Per-block bitcoin mining rewards officially dropped at 8:10 pm ET Friday in New York, marking the arrival of a rare industry event expected to spur ripple effects. Known as a Bitcoin halving, such events happen roughly every four years. With the 2024 halving complete, the block reward that miners collect now stands at 3.125 BTC — down from 6.25 BTC. Bitcoin’s 840,000 block was mined by ViaBTC Friday evening.
The halving has been top of mind for industry participants due in part to the event’s historical impact on bitcoin price. Despite the small sample size of such occurrences, Bitcoin halvings have seemed to catalyze crypto bull markets.
Bitcoin’s price grew nearly 100 times from $12 on Nov. 28, 2012 — the date of the first Bitcoin halving — to $1,164 some 367 days later, Berenberg Capital Markets analysts said in a 2023 report.
After the 2016 halving, it took 524 days for BTC to rise from about $650 to a then-record $19,712, the report added. Bitcoin hit a then-all-time high of more than $69,000 in November 2021, 549 days after the 2020 bitcoin halving.
Fineqia research analyst Matteo Greco pointed out in a research note earlier this month that BTC for the first time reached a new price record leading up to the halving — “a departure for previous cycles” that could signal uncertainty about what’s next. Bitcoin reached its latest all-time high price of more than $73,500 on March 14.

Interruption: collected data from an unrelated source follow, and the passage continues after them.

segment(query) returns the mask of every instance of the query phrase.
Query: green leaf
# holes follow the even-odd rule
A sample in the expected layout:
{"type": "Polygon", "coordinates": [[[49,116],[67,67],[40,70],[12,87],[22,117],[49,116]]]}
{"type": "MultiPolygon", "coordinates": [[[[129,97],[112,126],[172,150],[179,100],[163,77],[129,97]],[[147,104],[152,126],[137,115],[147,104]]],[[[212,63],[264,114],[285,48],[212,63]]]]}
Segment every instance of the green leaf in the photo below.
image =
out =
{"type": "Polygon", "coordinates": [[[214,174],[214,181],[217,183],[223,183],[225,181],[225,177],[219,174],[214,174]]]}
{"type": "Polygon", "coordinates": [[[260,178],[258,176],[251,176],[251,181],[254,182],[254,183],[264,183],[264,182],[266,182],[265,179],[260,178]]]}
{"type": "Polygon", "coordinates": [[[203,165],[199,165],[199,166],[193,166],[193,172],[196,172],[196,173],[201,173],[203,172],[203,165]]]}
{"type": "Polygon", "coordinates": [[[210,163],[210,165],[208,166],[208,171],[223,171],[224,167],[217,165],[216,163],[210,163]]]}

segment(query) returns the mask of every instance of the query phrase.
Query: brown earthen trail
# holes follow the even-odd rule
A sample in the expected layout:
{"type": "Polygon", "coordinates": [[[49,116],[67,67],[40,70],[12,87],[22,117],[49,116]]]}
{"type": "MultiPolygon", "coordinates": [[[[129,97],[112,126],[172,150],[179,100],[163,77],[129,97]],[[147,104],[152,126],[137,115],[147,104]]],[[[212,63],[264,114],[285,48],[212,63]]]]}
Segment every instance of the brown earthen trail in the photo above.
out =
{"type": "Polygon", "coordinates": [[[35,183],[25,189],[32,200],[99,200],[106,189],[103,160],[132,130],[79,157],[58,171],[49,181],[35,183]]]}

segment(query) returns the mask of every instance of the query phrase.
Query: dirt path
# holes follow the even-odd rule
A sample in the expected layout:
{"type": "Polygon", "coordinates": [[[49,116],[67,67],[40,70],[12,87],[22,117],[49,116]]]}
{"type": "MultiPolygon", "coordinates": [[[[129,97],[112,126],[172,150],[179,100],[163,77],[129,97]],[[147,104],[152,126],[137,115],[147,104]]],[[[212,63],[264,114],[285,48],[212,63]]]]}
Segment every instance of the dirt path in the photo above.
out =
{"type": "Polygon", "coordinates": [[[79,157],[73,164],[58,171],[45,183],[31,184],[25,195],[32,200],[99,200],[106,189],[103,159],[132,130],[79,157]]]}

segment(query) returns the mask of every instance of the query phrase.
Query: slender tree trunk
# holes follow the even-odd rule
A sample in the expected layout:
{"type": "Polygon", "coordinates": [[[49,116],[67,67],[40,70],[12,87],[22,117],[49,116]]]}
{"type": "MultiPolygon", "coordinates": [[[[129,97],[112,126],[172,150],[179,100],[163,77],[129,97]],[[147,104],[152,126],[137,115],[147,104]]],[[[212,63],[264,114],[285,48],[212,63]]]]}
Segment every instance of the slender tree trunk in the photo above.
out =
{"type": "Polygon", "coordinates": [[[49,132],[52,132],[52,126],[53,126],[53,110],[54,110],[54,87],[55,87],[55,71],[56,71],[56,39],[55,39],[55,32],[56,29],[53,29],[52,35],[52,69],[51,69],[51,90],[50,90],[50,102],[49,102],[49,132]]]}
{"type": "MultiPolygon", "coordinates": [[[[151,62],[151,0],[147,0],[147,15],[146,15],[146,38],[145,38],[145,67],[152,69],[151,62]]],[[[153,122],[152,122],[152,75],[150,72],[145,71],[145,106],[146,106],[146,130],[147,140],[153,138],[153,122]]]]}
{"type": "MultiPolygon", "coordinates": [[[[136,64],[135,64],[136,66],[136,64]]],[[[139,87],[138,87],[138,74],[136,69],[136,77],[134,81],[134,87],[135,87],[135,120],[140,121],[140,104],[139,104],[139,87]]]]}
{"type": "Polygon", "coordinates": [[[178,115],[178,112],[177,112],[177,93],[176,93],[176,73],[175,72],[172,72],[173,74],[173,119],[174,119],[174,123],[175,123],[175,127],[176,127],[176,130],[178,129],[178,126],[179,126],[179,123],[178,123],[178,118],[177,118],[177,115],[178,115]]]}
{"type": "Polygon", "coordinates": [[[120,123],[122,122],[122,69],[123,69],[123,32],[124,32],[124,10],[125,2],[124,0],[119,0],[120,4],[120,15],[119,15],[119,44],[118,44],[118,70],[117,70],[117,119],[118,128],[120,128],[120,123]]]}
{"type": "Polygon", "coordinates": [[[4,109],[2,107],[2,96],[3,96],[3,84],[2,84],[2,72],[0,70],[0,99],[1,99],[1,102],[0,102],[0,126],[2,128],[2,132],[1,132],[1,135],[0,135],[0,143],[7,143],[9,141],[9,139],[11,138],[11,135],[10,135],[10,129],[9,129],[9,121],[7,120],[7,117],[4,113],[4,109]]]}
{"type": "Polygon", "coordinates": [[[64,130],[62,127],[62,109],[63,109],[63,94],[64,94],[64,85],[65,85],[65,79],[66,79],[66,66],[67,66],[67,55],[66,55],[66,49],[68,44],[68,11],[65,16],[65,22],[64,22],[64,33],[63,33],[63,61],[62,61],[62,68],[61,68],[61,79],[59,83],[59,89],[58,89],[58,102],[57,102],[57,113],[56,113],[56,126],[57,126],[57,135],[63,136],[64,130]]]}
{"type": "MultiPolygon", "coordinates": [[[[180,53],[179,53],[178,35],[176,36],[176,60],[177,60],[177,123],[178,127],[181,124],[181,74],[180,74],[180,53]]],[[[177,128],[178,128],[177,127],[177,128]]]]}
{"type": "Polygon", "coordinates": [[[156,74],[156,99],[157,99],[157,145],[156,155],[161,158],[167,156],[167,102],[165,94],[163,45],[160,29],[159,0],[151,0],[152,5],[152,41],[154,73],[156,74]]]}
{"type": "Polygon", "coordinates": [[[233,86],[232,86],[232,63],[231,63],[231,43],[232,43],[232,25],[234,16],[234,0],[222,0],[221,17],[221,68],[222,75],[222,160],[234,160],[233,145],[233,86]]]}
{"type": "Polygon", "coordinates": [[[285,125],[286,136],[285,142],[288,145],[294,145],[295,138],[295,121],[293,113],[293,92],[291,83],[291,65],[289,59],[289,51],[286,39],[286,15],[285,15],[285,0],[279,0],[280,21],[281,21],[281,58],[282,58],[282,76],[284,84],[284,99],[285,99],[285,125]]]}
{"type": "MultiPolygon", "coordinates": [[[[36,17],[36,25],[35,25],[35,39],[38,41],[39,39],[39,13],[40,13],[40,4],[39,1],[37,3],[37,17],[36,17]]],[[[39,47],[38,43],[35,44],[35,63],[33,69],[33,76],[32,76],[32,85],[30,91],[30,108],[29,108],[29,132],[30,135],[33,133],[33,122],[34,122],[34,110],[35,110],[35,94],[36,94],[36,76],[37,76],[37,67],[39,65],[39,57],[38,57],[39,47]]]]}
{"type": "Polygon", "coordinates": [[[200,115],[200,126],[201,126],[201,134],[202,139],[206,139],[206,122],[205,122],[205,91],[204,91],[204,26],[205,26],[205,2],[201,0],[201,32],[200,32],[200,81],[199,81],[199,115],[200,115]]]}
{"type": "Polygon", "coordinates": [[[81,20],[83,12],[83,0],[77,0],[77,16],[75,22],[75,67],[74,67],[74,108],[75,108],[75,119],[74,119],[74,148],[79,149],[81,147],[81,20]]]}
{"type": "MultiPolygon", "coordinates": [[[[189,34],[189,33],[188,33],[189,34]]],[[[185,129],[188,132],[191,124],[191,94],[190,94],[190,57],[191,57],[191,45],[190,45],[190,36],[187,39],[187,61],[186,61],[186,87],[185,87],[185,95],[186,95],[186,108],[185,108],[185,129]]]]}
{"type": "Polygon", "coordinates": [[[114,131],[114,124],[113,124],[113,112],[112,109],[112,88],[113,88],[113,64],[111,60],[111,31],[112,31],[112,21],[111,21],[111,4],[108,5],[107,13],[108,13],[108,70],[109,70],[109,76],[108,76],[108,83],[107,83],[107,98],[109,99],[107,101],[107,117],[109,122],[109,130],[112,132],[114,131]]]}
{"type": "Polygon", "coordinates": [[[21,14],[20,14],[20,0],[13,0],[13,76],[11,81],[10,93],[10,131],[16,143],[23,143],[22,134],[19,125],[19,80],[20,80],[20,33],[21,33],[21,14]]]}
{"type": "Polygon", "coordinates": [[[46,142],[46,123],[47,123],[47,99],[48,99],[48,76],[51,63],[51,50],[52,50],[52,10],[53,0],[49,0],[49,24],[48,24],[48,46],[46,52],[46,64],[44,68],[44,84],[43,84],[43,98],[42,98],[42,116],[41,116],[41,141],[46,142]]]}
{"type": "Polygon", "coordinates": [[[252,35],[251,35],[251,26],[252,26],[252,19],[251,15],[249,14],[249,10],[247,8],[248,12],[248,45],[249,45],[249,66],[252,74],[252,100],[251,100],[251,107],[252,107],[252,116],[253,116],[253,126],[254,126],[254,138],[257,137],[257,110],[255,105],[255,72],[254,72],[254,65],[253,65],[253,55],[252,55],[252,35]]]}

“If historical trends hold true, we might anticipate the peak of this cycle occurring between the fourth quarter of 2024 and the first half of 2025,” Greco previously told Blockworks. Aside from the halving’s projected impact on bitcoin price, the event is set to affect the mining companies that will now start collecting lower rewards per block.
Players in the industry had been preparing for the halving in a number of ways — from acquiring mining sites and machines to cutting costs and diversifying revenue sources. Still, segment observers expect pain to hit a number of miners in the coming weeks and months — particularly those with weaker balance sheets and higher energy costs.